3. Generating a dataset for deep learning training

The tool ‘Export Training Data for Deep Learning’ uses the IVT maps in the ‘AR_Global’ folder and the shapefiles in the ‘IVT_ERA5_2Deg’ folder to create labelled tiles for deep learning training. All tiles are identical in dimensions, with a width of 40 pixels and a height of 20 pixels. This size is appropriate for capturing the ARs (Figure 4). Horizontal and vertical strides of 20 and 10 pixels, respectively, were applied to ensure that if an AR is cut in one tile, it would appear complete in the next. Each map generated a total of 28 tiles (TIFF files) for each global IVT map. Each tile is assigned a label: ‘Atmospheric River’, ‘Ambiguous’, or no label if it doesn’t contain any AR or ambiguous shape. The generated map chips are stored in folder Training_Testing_tiles/ RCNN_Masks_All_Tiles (no 3-10-15)/images, and the labels are provided in the textfile ‘map.txt’ file in folder Training_Testing_tiles/ RCNN_Masks_All_Tiles (no 3-10-15)/.

alt text

Figure 4: Tile sizes in relation to the size of the global map.

Data description:

Folder: Training_Testing_tiles/ RCNN_Masks_All_Tiles (no 3-10-15)/images
File format: TIFF
Spatial resolution: 2 degrees
Spatial coverage: varies. Width of tile = 40 gridcells. Height of tile = 20grid cells
Geographic Coordinate System: GCS_WGS_1984
Temporal coverage: 1st – 5th day of January, April, July, October for 2010, 2013, 2015. These years correspond to La Niña, neutral, and El Niño year respectively.
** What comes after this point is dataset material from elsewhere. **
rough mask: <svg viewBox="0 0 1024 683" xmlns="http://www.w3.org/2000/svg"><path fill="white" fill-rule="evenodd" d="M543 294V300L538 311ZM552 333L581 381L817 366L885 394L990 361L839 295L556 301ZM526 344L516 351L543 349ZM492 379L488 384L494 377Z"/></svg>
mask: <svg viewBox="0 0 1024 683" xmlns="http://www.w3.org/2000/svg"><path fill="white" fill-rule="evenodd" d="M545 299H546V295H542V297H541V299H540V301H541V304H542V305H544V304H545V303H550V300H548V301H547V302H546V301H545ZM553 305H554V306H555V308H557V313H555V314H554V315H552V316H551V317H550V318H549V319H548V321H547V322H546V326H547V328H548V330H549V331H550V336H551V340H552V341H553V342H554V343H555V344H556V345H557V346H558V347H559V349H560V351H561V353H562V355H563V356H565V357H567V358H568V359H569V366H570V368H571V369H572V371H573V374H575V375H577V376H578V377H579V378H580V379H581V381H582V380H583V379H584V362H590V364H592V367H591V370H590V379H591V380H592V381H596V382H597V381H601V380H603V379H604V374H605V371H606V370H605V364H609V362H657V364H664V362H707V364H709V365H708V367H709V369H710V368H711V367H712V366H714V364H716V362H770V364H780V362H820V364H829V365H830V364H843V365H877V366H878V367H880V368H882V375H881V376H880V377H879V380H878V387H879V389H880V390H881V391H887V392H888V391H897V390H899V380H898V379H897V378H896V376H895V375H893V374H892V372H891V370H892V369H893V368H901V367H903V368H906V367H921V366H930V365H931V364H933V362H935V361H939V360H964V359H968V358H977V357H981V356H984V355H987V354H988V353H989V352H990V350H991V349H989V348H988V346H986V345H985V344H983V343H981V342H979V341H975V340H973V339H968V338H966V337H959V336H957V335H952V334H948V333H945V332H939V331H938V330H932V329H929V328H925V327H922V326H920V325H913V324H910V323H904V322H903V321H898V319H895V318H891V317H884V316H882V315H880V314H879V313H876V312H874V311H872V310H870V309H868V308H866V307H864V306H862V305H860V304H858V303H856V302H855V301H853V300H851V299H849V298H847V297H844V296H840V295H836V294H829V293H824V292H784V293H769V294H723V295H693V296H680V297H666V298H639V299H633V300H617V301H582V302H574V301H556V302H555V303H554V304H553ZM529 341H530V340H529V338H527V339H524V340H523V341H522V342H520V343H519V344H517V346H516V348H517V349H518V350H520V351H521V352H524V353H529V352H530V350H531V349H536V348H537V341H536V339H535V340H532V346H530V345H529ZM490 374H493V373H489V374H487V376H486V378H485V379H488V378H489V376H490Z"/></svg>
Please note that data for certain days are missing; these omissions correspond to days with no or only a single
Temporal resolution: Daily
Number of files: varies
Number of channels in each file: 1

In the Jupyter notebook, we’ll show you how to use this data to train a deep learning model to identify atmospheric rivers in Integrated Vapor Transport maps.

References

CLEX Briefing note: Atmospheric Rivers in Australia, Kim Reid, 2022 https://climateextremes.org.au/atmospheric-rivers-in-australia/

Reid, K. J., King, A. D., Lane, T. P., & Short, E. (2020). The sensitivity of atmospheric river identification to integrated water vapor transport threshold, resolution, and regridding method. Journal of Geophysical Research: Atmospheres, 125(20), e2020JD032897.

Reid, K. J., O’Brien, T. A., King, A. D., & Lane, T. P. (2021). Extreme water vapor transport during the March 2021 Sydney floods in the context of climate projections. Geophysical Research Letters, 48(22), e2021GL095335.